Exposure to common herbicide, which is used in United States, increases the risk of congenital abnormality of the nasal cavity known as choanal atresia.
The study by Dr. Philip Lupo, assistant professor of pediatrics - hematology/oncology at BCM and Texas Children's Cancer Center, is scheduled for publication in The Journal of Pediatrics.
Choanal atresia is a disorder where the back of the nasal passage is blocked by tissue formed during fetal development. It is a rare condition but can be serious because it affects a baby's ability to breath. It is typically treated through surgery.
"Endocrine disrupters aren't fully understood, but it is believed they interfere with or mimic certain hormones, thereby blocking their proper function and potentially leading to adverse outcomes," Lupo said.

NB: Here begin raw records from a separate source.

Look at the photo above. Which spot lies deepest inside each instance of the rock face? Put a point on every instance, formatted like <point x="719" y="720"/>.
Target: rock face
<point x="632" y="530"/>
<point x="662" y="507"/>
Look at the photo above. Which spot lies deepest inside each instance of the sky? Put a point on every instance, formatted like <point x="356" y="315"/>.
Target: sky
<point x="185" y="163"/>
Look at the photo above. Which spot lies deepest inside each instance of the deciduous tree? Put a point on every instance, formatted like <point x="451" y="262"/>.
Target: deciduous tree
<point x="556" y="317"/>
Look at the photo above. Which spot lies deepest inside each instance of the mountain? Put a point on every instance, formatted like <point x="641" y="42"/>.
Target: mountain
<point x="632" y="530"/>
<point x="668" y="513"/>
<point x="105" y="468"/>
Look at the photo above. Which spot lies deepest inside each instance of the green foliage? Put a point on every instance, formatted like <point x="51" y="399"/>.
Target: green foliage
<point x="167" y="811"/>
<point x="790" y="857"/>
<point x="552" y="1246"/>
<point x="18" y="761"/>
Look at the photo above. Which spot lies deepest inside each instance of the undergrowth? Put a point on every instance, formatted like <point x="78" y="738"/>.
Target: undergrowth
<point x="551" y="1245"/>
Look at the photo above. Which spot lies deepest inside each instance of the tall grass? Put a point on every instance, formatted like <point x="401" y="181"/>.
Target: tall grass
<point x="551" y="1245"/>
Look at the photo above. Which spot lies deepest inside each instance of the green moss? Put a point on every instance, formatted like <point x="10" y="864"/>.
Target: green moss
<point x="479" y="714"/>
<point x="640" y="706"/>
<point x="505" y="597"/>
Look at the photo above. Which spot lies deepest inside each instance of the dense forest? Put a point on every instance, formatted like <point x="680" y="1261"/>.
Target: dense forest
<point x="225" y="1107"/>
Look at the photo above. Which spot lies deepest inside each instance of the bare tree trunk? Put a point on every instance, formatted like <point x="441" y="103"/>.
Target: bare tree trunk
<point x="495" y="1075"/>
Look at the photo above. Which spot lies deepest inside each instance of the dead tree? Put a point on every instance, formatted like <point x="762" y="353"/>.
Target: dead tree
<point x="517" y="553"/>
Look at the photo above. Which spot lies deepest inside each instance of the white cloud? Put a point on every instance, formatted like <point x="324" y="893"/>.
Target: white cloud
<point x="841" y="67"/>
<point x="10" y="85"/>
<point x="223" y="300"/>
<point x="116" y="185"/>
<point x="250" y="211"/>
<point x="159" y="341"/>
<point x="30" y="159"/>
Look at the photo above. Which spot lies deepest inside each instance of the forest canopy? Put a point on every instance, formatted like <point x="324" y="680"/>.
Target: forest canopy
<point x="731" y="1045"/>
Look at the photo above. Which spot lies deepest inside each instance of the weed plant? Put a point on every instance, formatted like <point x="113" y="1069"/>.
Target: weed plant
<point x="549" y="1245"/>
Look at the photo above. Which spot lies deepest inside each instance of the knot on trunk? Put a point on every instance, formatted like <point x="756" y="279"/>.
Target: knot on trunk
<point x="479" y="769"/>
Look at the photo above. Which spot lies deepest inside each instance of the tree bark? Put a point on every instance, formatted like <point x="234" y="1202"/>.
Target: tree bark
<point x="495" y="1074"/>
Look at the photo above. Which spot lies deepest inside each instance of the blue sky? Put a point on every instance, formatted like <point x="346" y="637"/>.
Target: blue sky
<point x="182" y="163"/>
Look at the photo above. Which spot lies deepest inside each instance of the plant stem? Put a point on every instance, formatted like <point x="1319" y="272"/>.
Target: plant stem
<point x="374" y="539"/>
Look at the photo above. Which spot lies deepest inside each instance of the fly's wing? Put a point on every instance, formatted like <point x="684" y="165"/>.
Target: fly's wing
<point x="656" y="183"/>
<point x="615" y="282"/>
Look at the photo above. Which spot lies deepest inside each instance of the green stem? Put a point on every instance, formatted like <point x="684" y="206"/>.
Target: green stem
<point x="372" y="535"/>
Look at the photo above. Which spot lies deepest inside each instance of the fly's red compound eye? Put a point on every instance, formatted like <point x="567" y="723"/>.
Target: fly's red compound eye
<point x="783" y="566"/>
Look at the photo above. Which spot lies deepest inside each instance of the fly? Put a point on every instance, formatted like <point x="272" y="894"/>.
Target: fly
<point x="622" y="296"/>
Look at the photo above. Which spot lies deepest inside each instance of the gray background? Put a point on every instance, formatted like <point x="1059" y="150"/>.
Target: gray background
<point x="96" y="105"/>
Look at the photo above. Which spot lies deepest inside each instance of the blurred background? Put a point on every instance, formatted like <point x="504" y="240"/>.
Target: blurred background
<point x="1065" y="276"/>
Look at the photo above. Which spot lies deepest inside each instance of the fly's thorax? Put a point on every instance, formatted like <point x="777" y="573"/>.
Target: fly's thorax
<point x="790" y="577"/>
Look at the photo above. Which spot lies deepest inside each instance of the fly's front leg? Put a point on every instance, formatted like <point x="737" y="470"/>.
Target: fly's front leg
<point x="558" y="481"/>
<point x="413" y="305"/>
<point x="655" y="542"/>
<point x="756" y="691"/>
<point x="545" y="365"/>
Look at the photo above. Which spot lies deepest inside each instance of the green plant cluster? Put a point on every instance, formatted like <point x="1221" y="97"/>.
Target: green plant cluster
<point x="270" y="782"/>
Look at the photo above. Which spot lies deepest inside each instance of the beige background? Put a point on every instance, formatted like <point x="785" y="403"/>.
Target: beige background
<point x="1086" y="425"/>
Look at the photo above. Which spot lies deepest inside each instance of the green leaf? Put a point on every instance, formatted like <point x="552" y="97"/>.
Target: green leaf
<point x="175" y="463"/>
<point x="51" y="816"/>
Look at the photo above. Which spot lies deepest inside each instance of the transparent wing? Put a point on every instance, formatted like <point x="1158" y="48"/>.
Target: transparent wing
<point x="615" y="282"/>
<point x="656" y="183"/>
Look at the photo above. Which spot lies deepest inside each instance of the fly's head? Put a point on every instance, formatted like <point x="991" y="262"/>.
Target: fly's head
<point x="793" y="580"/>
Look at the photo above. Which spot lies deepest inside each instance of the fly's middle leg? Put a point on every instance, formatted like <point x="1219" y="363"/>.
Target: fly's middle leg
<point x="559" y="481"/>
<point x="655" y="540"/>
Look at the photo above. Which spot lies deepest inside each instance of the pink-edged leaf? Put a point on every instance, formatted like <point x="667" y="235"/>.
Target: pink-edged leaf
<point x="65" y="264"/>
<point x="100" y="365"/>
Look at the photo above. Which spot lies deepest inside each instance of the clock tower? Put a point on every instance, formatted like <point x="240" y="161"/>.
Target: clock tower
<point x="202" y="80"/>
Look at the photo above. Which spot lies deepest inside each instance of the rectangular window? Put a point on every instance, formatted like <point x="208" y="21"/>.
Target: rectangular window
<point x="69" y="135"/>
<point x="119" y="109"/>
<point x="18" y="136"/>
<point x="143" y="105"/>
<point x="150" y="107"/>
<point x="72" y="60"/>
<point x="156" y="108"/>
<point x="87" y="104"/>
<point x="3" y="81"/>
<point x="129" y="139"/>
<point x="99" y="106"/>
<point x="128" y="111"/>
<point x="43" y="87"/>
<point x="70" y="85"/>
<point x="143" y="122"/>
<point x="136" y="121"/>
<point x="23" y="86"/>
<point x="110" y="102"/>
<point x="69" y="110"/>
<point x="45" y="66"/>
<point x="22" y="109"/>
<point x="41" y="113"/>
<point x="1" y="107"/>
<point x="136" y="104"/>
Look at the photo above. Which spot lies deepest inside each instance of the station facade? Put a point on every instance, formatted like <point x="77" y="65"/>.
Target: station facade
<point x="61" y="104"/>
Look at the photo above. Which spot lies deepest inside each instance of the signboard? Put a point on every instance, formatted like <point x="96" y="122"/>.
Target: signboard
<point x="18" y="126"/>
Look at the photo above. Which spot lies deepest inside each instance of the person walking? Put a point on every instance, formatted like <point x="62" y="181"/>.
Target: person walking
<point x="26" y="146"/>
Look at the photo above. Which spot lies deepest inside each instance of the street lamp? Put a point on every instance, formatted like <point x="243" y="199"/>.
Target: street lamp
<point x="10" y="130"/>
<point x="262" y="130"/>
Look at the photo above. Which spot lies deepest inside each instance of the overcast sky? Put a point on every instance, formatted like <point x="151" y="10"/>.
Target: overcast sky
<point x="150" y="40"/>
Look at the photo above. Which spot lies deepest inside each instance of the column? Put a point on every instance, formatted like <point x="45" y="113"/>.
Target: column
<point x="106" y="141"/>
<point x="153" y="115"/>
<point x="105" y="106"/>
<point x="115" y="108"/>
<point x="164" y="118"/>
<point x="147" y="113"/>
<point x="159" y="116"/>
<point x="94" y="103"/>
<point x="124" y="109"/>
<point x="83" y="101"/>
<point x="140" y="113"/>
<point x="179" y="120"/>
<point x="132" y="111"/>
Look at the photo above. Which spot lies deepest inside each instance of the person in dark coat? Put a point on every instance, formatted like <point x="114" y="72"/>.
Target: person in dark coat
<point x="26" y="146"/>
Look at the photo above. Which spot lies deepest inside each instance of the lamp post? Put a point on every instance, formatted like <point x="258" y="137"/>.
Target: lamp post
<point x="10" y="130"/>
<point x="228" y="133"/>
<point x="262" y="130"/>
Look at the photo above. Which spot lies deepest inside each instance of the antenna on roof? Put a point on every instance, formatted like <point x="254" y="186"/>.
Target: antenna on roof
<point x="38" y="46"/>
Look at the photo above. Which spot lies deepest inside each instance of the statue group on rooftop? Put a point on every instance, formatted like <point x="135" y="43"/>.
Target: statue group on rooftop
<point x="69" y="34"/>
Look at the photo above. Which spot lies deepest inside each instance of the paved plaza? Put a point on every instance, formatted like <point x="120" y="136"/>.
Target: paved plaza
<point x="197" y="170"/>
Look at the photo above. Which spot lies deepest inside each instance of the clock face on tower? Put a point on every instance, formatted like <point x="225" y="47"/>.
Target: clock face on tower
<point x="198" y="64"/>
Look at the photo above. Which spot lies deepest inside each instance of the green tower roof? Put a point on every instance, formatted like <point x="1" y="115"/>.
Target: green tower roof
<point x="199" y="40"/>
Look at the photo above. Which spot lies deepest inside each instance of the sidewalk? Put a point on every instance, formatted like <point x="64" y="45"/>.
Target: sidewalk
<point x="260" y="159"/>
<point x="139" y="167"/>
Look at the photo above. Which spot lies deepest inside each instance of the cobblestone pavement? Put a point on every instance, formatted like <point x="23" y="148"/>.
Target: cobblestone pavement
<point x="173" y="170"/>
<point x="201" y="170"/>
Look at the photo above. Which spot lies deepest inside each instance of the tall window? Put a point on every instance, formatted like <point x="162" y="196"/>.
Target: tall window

The study found that mothers who lived in Texas counties with the highest levels of estimated atrazine application were 80 percent more likely to have children with choanal atresia or stenosis compared to women who lived in the counties with the lowest levels. Choanal stenosis is a less severe form of the condition.
Data for the study was collected from the Texas Birth Defects Registry.
"Our results warrant more detailed exploration before any public health or policy-related recommendations are made," Lupo said, "but this study is a good first step in trying to understand the origin of this birth defect, including a possible role of atrazine."